What's an example of something you've improved on since showing your Ph.D. code and since you started coding publicly? Guys, it was so bad. My Ph.D. code was so bad. And no one's ever asked, which is great. And if they do, it's been so long that I feel like I don't, I can just say no at this point. But yeah, I mean, I definitely like this last seven years for me, but also for data science in general has brought us much closer to software development. And there are areas where like you don't need to be a software developer, really. But being able to write code that doesn't just run on your computer, right? Where I'm thinking about how to write this in a way that's more abstracted.
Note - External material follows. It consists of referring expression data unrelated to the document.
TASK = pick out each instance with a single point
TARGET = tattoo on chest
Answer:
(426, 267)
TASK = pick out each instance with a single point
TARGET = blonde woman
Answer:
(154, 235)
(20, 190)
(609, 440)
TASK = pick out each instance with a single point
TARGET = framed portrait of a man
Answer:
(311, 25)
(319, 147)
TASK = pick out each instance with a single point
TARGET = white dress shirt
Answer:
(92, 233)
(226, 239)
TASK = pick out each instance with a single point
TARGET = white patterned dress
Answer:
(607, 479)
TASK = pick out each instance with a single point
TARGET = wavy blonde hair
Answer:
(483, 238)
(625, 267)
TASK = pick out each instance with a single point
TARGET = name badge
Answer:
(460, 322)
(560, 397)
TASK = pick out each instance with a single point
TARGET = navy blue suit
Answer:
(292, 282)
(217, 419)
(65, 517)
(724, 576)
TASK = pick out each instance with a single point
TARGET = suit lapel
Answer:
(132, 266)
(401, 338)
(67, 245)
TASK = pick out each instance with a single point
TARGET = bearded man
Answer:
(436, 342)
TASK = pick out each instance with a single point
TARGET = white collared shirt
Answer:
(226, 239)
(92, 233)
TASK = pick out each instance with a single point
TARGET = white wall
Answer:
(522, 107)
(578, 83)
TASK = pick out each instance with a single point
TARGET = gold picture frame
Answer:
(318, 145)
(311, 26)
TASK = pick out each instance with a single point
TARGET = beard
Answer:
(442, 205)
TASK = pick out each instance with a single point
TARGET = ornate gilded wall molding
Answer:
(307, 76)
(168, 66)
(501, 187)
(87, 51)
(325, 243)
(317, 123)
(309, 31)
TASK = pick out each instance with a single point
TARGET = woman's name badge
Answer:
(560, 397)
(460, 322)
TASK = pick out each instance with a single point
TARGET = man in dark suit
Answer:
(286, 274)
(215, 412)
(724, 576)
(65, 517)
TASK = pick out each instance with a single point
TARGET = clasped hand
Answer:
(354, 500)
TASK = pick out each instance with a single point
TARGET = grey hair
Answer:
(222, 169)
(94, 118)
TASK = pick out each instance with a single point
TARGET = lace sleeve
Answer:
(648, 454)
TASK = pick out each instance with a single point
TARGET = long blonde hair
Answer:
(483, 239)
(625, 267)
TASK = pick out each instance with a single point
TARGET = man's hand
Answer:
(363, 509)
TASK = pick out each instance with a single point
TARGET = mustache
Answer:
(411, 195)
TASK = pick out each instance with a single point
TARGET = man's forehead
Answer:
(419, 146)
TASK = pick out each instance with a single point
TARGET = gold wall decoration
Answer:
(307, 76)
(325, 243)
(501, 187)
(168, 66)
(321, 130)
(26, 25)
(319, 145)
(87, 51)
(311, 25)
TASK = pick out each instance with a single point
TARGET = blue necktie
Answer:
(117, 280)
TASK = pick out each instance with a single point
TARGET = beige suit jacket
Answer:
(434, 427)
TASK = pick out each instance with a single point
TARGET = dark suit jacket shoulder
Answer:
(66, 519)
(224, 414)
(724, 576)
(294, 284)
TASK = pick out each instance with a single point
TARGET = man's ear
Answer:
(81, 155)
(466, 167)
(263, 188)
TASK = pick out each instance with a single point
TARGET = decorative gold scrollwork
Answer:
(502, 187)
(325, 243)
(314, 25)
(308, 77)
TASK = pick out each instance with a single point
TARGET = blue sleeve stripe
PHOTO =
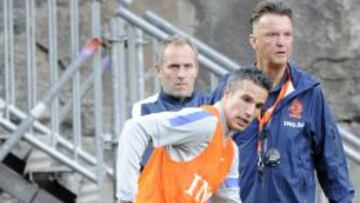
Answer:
(182, 120)
(231, 182)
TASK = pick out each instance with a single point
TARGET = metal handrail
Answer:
(160, 35)
(41, 106)
(222, 60)
(205, 53)
(63, 142)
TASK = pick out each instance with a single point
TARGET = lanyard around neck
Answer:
(266, 117)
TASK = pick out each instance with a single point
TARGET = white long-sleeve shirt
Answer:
(184, 135)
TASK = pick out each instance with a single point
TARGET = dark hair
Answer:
(176, 40)
(270, 6)
(249, 73)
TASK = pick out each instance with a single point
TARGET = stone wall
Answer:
(327, 41)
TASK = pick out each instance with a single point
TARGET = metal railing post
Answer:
(95, 30)
(76, 95)
(41, 106)
(31, 53)
(155, 48)
(159, 34)
(53, 58)
(9, 55)
(203, 48)
(117, 39)
(139, 62)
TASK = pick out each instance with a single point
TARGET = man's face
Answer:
(242, 105)
(178, 71)
(272, 39)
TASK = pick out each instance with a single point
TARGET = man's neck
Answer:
(274, 72)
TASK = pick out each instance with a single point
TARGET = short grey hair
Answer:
(176, 40)
(280, 7)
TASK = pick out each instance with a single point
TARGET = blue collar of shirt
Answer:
(173, 99)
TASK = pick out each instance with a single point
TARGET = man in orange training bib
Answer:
(194, 159)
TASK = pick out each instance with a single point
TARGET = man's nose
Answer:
(181, 72)
(281, 40)
(250, 110)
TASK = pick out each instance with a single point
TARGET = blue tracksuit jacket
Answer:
(304, 131)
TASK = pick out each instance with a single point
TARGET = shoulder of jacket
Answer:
(136, 109)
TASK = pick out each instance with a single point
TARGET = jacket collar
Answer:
(174, 100)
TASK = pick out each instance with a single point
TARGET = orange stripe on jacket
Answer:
(168, 181)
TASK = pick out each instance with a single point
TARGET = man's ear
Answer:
(226, 92)
(252, 41)
(157, 68)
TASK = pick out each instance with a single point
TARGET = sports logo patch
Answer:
(296, 109)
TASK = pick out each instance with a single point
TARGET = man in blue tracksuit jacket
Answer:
(177, 70)
(298, 133)
(305, 133)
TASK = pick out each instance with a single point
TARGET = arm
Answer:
(166, 128)
(329, 154)
(219, 91)
(136, 110)
(229, 190)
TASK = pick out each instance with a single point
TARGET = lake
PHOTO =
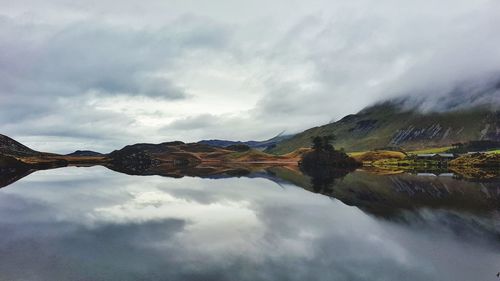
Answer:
(96, 224)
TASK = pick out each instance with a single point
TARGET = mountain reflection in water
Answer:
(94, 224)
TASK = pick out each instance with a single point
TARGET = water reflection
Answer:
(94, 224)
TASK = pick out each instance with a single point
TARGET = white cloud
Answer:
(248, 70)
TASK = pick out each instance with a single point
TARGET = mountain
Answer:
(393, 124)
(11, 147)
(252, 144)
(84, 153)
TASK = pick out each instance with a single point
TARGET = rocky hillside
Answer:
(11, 147)
(390, 125)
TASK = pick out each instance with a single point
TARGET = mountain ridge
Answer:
(391, 124)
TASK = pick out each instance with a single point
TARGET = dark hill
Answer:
(11, 147)
(391, 125)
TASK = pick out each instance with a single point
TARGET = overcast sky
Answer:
(101, 74)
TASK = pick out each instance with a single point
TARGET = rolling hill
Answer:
(392, 125)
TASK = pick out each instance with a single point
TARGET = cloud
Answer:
(245, 70)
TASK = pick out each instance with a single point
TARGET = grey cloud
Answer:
(314, 61)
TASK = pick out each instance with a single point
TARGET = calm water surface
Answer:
(95, 224)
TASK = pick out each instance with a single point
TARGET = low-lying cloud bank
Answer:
(101, 75)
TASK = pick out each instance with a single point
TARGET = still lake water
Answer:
(95, 224)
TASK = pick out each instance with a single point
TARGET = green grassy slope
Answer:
(385, 125)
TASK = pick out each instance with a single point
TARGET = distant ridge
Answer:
(11, 147)
(266, 144)
(392, 124)
(84, 153)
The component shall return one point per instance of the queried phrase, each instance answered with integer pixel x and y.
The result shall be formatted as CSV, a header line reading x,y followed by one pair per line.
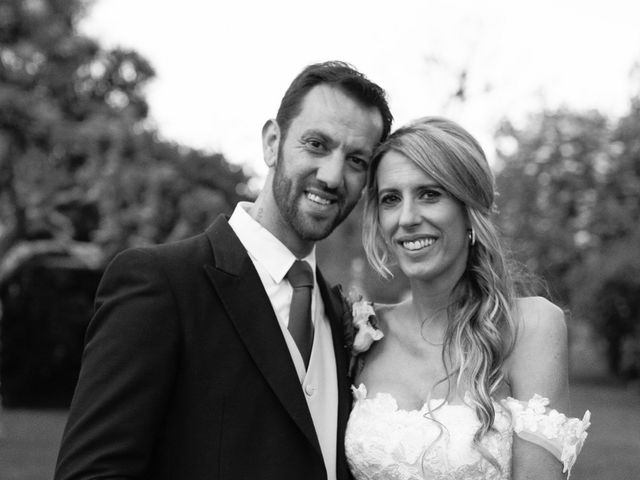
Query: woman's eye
x,y
388,199
431,194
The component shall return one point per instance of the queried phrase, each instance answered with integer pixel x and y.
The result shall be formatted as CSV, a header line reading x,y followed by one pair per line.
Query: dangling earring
x,y
472,237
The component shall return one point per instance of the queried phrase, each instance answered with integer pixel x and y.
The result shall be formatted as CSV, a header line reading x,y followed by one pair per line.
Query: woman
x,y
436,396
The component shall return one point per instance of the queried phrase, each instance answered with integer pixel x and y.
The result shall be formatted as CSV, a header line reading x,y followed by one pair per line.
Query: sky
x,y
223,66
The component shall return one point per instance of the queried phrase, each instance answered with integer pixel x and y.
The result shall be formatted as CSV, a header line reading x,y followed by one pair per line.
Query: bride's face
x,y
424,225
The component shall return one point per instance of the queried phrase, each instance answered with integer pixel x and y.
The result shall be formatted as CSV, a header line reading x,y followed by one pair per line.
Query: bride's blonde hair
x,y
481,329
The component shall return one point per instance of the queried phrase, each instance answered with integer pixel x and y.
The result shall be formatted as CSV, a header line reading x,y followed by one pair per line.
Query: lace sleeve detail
x,y
563,436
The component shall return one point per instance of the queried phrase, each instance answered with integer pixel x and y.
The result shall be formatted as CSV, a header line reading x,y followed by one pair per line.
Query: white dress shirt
x,y
272,261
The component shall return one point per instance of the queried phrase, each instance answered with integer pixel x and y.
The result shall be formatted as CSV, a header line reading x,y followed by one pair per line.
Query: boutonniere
x,y
359,323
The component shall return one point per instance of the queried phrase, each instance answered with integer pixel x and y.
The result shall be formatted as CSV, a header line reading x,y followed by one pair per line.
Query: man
x,y
201,361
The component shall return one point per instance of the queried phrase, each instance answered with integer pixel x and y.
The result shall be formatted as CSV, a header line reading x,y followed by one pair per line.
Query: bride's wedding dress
x,y
384,442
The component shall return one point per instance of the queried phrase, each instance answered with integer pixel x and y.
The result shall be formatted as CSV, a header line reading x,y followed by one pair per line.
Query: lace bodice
x,y
384,442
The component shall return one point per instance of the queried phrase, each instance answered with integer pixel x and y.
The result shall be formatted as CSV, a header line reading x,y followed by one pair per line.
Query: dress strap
x,y
561,435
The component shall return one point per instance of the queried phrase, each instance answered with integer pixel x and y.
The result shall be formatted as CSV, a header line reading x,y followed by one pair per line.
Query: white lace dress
x,y
384,442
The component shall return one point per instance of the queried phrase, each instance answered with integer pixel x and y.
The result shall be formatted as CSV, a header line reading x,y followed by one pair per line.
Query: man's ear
x,y
270,142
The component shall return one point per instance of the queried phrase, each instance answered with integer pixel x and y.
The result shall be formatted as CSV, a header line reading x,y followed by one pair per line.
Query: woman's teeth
x,y
418,244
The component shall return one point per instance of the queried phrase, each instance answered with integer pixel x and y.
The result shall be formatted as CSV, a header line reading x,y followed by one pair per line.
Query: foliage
x,y
78,160
569,202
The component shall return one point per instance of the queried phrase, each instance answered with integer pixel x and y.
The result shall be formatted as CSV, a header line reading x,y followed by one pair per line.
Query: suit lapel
x,y
334,311
247,304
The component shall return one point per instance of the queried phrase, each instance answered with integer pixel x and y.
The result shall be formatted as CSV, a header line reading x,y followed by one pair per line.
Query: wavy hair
x,y
481,328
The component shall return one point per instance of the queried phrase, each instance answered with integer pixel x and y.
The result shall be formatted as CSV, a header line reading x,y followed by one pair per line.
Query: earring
x,y
472,237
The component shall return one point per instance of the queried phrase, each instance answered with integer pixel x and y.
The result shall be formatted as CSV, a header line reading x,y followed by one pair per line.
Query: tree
x,y
78,163
570,204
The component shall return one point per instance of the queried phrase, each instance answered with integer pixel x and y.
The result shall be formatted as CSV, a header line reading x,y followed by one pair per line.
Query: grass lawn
x,y
29,438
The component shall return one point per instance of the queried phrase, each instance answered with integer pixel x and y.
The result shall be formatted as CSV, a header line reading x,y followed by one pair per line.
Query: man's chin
x,y
314,230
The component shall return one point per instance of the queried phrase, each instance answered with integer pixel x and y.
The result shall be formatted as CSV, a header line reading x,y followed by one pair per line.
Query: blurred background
x,y
129,123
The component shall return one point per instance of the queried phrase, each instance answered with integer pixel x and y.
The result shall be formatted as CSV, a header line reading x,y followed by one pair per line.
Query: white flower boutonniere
x,y
360,325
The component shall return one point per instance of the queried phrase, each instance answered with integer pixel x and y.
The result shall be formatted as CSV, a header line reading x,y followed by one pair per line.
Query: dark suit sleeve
x,y
127,374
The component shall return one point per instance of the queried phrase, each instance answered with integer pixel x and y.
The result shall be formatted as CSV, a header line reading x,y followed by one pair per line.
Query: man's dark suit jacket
x,y
186,374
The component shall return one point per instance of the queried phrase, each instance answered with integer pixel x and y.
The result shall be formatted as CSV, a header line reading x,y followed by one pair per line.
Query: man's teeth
x,y
418,244
318,199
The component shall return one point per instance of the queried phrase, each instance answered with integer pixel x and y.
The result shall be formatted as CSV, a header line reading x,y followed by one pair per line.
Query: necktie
x,y
300,276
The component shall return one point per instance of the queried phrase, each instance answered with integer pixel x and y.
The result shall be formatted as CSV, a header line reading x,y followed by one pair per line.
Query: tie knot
x,y
300,274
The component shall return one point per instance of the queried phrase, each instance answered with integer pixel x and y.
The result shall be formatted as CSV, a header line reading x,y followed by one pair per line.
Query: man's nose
x,y
331,170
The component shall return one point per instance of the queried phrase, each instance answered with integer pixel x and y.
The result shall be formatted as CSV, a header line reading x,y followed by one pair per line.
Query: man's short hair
x,y
336,74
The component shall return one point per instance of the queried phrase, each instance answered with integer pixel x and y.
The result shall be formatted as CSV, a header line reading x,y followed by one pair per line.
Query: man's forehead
x,y
332,106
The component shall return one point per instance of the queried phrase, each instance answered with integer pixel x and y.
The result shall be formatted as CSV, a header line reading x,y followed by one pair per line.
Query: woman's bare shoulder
x,y
537,317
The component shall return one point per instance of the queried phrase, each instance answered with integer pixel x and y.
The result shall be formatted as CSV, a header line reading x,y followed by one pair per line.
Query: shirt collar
x,y
263,246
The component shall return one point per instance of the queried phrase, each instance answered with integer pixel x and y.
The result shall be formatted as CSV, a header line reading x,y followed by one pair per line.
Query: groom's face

So like in the last year, I started playing with CI-CD pipelines and unit tests in GitHub. So I have some repos where this is appropriate. So I write tests and every time I push my code and before I merge it in, it runs a series of tests in, I think it's like Python 3, Python 3.9, like different versions, Windows, Linux. And it runs my stuff to make sure that it didn't break. And I guess I don't know that for everything, but it's really nice figuring out whether your code broke like before you merge those changes in and not like, oops, I ran it and it broke. So I like that.

For humans on the hiring side, can you share your thoughts on how not to introduce bias due to the lack of a GitHub profile? Totally. So and this is funny. So since I put this, since I did this talk, I now change jobs and I'm not allowed to use GitHub in hiring. Okay, so I don't because I'm not allowed. And I can still look at, if you list personal projects, I can still think about that. But yeah, look, I think this is a major issue. And I think we should never use, I think we should never penalize people for not having personal projects because there's all different ways you can learn things. So you can learn things at your job. You can learn things a whole range of ways.

For me, when I'm able to use GitHub, it's more about bringing people in who otherwise I would not be able to bring in. Right. So if you haven't gotten that experience at your job because you weren't able to or for whatever reason, but you learned something then in some other context, then I think it's really important that you're still part of the hiring process, that we have a mechanism for saying, okay, you for whatever reason, you didn't get this at your job, but you taught yourself. And I think like I think being able to teach yourself is a really good skill. And I think no matter how you got a skill, we should respect that and use that because you're still bringing that to the table for your next job.

All right, let's thank Abigail for her talk.